2. Gateway destination vectors

The Gateway system (Invitrogen) is based on bacteriophage ? site-specific recombination (49). Gateway cloning introduces the tested gene into the entry vector, pDONR207 (Invitrogen), by in vitro recombination between the attB1 and attB2 sequences engineered to flank the tested gene and the attP1 and attP2 sequences, respectively, of pDONR207. This attB x attP recombination is mediated by the BP reaction (Invitrogen) and produces the attL1 and attL2 sequences that flank the tested gene within the pDONR vector. From the entry vector, the tested gene is transferred to the destination vectors by in vitro recombination between these flanking attL1 and attL2 sequences and the attR1 and attR2 sequences, respectively, of the destination vectors (49, see also www.invitrogen.com). This attL x attR recombination is mediated by the LR reaction (Invitrogen) and produces the attB1 and attB2 sequences that flank the tested gene within the destination vector.

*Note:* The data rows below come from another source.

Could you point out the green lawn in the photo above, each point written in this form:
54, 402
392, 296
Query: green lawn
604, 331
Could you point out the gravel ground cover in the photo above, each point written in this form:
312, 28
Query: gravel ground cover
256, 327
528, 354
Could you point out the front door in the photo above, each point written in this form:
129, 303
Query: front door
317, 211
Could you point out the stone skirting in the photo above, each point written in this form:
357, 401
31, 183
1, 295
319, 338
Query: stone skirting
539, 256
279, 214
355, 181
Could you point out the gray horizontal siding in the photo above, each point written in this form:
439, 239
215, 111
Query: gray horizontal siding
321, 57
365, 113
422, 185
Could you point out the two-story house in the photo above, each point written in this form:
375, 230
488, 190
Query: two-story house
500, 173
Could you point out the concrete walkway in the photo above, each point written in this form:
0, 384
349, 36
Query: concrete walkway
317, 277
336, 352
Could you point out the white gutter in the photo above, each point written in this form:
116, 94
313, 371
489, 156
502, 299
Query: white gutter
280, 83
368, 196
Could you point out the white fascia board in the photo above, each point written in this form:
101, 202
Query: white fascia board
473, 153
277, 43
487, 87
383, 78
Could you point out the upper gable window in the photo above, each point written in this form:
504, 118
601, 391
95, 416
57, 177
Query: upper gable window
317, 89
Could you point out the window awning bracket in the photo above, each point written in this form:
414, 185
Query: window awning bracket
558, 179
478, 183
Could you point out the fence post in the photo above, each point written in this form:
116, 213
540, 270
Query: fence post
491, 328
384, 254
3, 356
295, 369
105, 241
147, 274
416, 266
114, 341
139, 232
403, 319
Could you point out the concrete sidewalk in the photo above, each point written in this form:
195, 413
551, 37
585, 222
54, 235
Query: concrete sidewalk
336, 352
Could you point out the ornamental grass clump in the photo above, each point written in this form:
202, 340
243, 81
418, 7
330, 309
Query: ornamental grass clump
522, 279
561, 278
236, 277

Three plasmids constructed in our lab (SBG), pMSP1, pMSP1-kan, and pMSP1-hyg, each carry a "super-promoter" composed of three octopine synthase gene activators and an activator/promoter of the mannopine synthase gene. In addition, pMSP1-kan carries a kanamycin resistance marker for selection of transgenic plants whereas pMSP1-hyg carries a hygromycin resistance marker. We shall convert these vectors into Gateway destination vectors by subcloning the Gateway conversion cassette C.1 (attR1-Cmr-ccdB-attR2, Invitrogen) into their SmaI site. The resulting Gateway destination vectors, designated pMSP1-GW, pMSP1-kan-GW, and pMSP1-hyg-GW, have the following relevant structures:

pMSP1-GW:
"Super-promoter"-> XhoI- SalI- HindIII-attR1-Cm ^r- ccdB-attR2- SpeI- XbaI- SacI- ags polyA/terminator, in a pUC118 backbone.

pMSP1-kan-GW:
T-DNA right border-"super-promoter" -> XhoI- SalI- HindIII-attR1-Cm ^r- ccdB-attR2- SpeI- XbaI- SacI- agspolyA/terminator-p nos- nptII-BamHI-Ag7polyA/terminator-T-DNA left border.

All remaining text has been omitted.